Not all sea turtles rely on the ocean reef ecosystems for food, according to a paper published in the online scientific journal Biology Letters. In the paper, scientists detail how they attached satellite transmitters to the shells of 12 adult female hawksbill sea turtles (Eretmochelys imbricata), an endangered species, in an effort to track their movements in the Eastern Pacific. What they discovered was rather significant, in that the sea turtles did not inhabit any reef ecosystems, as previously thought, but rather were found in inland mangrove estuaries in the Central American countries of Ecuador, El Salvador, Honduras, and Nicaragua. The findings completely dispelled the notion that all sea turtles spend their time foraging on coral reefs.
Alexander Gaos, co-founder of the Eastern Pacific Hawksbill Initiative and lead author of the paper says that the hawksbill turtles may have made the mangroves their home turf because of a lack of coral reefs in the region. He noted that 83 percent of the turtles that were tracked via satellite transmitter remained in the mangroves.
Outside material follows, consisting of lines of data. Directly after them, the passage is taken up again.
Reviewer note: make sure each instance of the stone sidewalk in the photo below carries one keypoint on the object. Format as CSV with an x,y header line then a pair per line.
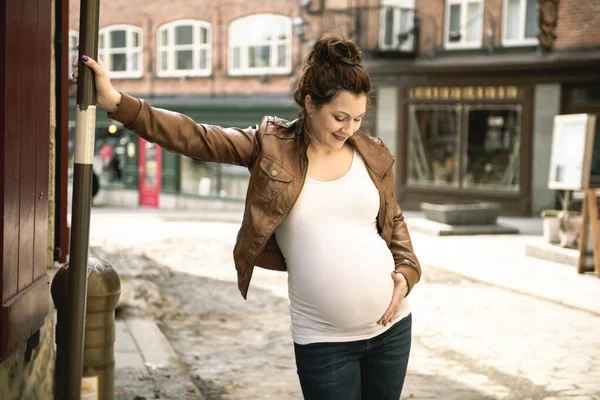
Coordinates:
x,y
500,260
444,350
146,366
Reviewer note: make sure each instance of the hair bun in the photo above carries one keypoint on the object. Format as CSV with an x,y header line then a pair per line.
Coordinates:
x,y
335,50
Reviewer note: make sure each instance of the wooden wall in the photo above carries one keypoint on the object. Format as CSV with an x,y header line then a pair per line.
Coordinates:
x,y
25,44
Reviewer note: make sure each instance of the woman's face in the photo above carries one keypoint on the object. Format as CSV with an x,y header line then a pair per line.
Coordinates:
x,y
333,123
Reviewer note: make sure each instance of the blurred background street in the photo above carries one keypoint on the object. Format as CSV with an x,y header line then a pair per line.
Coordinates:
x,y
489,108
472,340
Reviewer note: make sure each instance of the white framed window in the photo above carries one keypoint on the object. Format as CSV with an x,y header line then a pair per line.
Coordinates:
x,y
463,24
260,44
120,48
519,22
73,51
396,18
184,49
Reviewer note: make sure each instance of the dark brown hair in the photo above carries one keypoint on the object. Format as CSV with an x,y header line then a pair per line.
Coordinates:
x,y
333,65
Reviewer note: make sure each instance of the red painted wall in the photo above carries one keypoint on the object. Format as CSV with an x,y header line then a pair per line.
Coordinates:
x,y
25,43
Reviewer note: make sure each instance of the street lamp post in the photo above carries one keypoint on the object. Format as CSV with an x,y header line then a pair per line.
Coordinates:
x,y
82,198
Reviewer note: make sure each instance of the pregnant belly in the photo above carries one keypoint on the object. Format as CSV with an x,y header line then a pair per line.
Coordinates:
x,y
341,298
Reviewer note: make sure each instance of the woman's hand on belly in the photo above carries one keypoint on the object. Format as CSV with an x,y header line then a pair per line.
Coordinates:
x,y
400,291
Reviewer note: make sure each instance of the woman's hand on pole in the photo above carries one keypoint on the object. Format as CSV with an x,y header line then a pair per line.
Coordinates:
x,y
106,95
400,291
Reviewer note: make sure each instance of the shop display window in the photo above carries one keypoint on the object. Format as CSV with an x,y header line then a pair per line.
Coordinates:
x,y
492,148
434,145
466,146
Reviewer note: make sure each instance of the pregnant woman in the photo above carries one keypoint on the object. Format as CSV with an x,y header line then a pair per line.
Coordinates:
x,y
320,205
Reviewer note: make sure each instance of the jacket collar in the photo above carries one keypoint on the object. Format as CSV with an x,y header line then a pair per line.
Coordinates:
x,y
377,157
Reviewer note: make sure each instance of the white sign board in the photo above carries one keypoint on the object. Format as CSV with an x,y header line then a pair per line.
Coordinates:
x,y
572,146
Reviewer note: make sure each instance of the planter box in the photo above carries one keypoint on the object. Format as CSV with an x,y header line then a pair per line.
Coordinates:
x,y
462,214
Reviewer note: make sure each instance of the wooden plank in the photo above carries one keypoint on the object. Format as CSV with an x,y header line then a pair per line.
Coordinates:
x,y
583,235
12,147
32,303
43,133
593,218
28,123
2,144
62,149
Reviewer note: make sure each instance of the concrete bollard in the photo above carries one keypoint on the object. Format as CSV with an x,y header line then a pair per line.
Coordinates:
x,y
103,291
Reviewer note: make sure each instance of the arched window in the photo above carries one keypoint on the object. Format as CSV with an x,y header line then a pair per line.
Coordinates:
x,y
260,44
120,47
73,52
184,49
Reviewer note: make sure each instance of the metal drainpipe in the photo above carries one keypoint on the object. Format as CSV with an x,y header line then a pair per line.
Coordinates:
x,y
82,197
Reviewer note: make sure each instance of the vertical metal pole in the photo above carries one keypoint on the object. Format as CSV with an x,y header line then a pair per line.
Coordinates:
x,y
82,196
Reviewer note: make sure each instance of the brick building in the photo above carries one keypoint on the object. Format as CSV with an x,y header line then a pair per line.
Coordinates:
x,y
220,62
466,90
469,110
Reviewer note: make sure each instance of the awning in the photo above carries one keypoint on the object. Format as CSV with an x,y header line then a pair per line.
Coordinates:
x,y
505,60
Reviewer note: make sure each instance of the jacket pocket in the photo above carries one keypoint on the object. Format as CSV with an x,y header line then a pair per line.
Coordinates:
x,y
271,177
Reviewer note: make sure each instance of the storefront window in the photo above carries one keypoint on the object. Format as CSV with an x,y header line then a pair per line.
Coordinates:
x,y
466,146
434,145
116,158
492,148
585,95
213,179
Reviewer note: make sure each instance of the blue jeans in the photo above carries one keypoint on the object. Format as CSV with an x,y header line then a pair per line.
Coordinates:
x,y
372,369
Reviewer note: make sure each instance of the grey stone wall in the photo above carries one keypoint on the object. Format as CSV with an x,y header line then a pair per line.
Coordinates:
x,y
34,379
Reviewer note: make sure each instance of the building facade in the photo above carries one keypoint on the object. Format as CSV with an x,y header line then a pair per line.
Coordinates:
x,y
469,114
466,90
220,62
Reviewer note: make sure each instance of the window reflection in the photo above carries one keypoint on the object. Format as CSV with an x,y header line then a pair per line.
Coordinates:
x,y
465,146
433,146
493,148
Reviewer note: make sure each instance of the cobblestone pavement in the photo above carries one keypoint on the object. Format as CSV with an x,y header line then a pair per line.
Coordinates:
x,y
471,341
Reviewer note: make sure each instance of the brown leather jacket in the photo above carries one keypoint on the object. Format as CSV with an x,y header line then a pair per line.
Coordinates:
x,y
275,154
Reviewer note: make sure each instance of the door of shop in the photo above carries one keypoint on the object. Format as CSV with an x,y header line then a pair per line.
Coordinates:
x,y
150,173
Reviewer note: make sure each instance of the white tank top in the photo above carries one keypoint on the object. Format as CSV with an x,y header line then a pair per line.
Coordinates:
x,y
338,266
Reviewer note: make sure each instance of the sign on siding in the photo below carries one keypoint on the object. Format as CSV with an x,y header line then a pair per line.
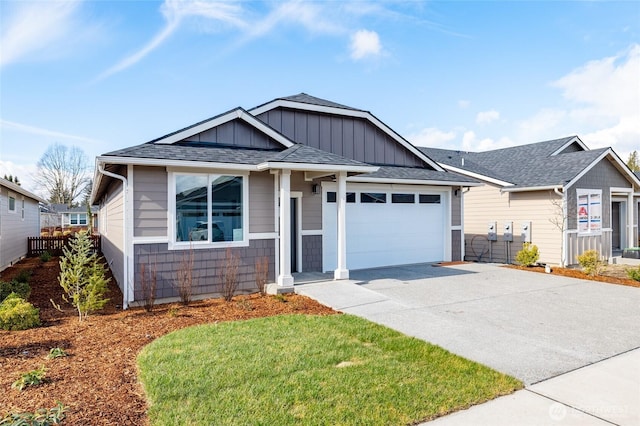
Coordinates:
x,y
589,211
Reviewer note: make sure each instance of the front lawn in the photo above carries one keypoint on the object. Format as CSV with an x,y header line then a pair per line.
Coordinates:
x,y
295,369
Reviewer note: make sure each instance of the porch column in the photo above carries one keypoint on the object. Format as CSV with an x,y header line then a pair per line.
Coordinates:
x,y
342,273
285,279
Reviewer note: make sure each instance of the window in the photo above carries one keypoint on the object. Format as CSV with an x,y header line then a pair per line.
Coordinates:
x,y
589,211
373,197
331,197
403,198
429,199
209,208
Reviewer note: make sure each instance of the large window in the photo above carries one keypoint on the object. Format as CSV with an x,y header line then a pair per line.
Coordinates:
x,y
589,211
209,208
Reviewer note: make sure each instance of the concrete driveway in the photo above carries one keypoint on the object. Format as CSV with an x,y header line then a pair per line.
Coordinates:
x,y
529,325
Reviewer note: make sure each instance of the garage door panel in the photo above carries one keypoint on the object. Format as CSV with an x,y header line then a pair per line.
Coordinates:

"Eighty three percent of the adult hawksbills we tracked stayed or settled in mangrove estuaries, so that is the dominant behavior in the region" Gaos told Reptile Channel. "Amazingly, many of the turtles we tagged were also nesting on the shores within the estuary (no other species would do this, only hawksbills), then just remain in the estuaries after nesting. This has some important conservation implications as it provides a restricted conservation target area, but it also increases threats because if those estuaries are destroyed through activities such as coastal development and/or shrimp aquaculture (both of which are currently growing at an alarming rate at our sites), it could wipe-out both nesting and foraging sites. . . that could quickly spell doom for hawksbills in the eastern Pacific. . . there are only an estimated 500 adult nesting female hawksbills left in the entire eastern Pacific. Regarding foraging strategy and 'dwelling' areas, it is important to point out that strategies do exist in the eastern Pacific as the other 17% utilized the traditional rock and coral reef habitat."
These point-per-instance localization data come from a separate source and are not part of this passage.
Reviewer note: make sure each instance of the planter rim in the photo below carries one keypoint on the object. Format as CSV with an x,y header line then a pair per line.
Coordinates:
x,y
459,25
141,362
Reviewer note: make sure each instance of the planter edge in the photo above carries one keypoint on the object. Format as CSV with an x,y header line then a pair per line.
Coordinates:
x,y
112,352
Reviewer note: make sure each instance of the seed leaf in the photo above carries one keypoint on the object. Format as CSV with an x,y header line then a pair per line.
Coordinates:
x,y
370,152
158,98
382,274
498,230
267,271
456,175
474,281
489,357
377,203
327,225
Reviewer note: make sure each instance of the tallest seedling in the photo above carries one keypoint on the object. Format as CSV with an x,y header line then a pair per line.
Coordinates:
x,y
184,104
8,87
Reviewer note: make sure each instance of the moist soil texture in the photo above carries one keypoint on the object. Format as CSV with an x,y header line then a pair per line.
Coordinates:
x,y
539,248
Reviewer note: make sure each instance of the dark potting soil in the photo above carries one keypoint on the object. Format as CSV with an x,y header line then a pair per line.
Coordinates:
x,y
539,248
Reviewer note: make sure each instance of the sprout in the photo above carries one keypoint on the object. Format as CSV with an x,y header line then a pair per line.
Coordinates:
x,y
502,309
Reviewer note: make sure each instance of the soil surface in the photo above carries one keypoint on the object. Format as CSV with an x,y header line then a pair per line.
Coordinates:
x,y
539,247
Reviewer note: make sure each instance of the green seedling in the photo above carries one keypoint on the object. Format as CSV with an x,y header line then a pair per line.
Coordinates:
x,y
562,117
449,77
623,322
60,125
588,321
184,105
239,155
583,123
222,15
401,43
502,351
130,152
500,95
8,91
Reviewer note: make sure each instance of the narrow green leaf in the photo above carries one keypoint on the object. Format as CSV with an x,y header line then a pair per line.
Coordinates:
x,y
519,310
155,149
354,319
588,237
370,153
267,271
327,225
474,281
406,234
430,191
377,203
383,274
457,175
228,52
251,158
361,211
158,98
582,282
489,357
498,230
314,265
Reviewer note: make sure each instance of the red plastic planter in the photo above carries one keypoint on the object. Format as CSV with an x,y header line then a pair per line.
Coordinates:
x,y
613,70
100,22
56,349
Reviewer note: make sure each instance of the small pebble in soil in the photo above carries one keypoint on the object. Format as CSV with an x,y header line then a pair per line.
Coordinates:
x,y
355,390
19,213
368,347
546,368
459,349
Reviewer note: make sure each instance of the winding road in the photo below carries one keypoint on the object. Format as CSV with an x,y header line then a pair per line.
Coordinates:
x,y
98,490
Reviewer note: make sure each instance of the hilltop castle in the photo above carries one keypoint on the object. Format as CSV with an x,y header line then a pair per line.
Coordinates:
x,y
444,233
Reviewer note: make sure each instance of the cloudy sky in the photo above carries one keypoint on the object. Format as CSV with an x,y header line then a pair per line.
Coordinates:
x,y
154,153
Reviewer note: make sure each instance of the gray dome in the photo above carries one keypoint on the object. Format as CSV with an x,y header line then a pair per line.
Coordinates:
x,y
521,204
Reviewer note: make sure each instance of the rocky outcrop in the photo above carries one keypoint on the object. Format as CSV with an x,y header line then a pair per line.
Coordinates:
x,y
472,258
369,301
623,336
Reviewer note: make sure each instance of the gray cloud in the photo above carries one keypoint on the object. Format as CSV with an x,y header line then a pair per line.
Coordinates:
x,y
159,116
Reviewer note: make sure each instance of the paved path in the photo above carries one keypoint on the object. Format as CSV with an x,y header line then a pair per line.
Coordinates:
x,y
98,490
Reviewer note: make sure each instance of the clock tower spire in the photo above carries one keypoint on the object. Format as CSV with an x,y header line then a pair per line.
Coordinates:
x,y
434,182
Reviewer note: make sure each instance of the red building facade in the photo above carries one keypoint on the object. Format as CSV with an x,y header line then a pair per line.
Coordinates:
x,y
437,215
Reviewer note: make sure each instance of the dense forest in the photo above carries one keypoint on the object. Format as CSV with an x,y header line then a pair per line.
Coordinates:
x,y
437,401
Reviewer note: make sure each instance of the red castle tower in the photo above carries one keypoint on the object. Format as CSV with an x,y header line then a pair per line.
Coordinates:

Gaos says it is still unclear what the hawksbill sea turtles are eating in the mangrove forests, but he point to anecdotal reports that indicate a diet of mangrove shoots, benthic invertebrates, shellfish, algae and sponges that grow on the roots of mangroves and submarine rock outcrops within the estuaries. He is currently researching the diet of the mangrove dwelling hawksbill sea turtles and will likely compare that with their reef foraging counterparts in other areas of the world.
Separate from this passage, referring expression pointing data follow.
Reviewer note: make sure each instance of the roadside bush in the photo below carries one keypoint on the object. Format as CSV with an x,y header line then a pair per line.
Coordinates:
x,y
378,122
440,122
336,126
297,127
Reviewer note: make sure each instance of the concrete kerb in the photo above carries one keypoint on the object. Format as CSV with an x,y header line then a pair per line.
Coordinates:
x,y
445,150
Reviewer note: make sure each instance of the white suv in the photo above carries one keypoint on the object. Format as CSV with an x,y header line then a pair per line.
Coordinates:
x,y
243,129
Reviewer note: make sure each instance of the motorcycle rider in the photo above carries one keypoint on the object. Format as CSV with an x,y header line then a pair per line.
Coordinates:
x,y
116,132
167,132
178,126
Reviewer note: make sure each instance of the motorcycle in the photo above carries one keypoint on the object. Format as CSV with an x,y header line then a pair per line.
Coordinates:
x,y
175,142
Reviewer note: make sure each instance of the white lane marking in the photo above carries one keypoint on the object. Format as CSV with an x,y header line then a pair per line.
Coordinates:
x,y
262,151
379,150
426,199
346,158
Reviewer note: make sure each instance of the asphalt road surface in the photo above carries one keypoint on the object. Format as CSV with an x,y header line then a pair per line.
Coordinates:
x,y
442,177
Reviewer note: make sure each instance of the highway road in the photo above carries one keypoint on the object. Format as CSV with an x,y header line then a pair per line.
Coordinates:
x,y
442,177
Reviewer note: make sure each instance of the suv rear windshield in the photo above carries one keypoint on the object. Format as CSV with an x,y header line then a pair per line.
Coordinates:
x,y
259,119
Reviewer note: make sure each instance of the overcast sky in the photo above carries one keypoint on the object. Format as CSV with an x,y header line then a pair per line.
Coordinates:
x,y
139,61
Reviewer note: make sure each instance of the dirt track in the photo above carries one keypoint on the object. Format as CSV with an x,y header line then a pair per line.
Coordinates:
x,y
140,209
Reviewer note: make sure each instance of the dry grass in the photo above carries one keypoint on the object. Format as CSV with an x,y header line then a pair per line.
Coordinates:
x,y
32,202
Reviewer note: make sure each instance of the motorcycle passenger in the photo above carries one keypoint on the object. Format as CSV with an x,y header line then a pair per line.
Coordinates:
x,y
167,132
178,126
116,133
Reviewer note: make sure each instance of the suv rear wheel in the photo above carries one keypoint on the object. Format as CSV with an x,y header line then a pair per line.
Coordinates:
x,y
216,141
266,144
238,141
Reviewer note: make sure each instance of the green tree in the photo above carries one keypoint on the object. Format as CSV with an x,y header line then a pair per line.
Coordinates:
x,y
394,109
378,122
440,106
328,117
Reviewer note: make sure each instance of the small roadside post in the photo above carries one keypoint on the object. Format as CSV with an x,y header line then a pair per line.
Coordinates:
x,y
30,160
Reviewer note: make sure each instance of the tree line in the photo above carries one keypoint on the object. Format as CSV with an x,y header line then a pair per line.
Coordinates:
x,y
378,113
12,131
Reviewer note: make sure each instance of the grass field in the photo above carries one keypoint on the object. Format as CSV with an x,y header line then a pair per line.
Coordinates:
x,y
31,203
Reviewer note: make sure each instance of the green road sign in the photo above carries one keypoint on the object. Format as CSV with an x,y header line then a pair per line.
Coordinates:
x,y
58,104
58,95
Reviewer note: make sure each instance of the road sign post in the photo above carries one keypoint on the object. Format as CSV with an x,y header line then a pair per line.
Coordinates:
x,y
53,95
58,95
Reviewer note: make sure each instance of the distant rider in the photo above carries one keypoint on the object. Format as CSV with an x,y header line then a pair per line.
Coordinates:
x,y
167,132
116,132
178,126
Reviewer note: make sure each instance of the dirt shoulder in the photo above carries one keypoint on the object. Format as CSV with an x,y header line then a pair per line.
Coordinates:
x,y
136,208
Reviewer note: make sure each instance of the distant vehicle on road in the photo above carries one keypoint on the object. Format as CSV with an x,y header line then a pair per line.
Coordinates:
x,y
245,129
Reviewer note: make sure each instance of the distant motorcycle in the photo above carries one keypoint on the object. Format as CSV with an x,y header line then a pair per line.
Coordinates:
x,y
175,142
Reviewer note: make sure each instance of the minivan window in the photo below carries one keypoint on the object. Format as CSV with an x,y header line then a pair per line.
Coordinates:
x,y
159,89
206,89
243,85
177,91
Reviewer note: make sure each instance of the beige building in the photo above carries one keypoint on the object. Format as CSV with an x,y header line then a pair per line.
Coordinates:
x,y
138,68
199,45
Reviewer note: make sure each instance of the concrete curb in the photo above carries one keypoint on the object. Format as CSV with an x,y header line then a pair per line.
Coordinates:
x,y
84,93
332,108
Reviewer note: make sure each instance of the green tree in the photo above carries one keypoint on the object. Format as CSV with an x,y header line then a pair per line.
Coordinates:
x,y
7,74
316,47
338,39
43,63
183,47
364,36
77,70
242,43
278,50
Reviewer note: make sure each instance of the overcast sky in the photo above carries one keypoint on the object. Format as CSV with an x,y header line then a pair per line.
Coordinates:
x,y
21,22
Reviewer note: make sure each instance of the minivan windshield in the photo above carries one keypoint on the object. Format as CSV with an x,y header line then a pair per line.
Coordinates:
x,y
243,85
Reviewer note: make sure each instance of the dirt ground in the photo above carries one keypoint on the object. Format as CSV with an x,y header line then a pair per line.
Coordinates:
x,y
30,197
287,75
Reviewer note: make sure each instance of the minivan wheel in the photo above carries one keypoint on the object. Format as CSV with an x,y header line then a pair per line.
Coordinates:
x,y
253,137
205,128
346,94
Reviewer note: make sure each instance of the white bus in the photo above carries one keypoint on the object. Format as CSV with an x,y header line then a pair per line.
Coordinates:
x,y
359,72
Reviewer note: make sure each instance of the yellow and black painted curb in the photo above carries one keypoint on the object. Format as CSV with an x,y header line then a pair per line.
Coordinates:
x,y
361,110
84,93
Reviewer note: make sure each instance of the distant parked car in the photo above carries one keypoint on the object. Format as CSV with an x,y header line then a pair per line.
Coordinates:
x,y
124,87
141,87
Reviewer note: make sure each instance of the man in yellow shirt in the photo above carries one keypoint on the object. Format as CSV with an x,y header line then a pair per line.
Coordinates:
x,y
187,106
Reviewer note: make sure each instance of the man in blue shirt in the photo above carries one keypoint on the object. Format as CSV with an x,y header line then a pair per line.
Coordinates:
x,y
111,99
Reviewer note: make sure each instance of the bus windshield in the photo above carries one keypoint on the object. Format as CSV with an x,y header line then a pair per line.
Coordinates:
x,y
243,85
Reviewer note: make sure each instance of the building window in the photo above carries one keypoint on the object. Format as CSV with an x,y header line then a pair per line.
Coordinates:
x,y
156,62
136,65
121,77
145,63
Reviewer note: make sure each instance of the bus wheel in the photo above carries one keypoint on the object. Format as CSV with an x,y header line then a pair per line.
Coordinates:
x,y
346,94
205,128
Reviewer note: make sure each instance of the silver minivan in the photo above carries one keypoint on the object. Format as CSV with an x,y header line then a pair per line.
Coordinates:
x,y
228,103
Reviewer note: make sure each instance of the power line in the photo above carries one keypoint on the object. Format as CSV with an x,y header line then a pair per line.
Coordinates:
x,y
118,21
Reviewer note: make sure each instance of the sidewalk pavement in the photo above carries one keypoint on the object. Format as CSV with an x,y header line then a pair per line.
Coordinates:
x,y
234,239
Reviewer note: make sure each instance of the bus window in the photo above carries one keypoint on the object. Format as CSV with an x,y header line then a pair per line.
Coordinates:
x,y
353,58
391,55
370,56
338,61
The hawksbill sea turtle (Eretmochelys imbricata) family, Cheloniidae can be found in tropical and subtropical regions of the Atlantic, Pacific, and Indian Oceans. It weighs around 95 to 165 pounds, and averages about 2 1/2 feet in length. It is said to reach maturity at 30 years, and live from 30 to 50 years. It nests about four to five times each season and deposits around 140-150 eggs per clutch, every 14 days. The turtle has been listed as an Endangered Species since 1970.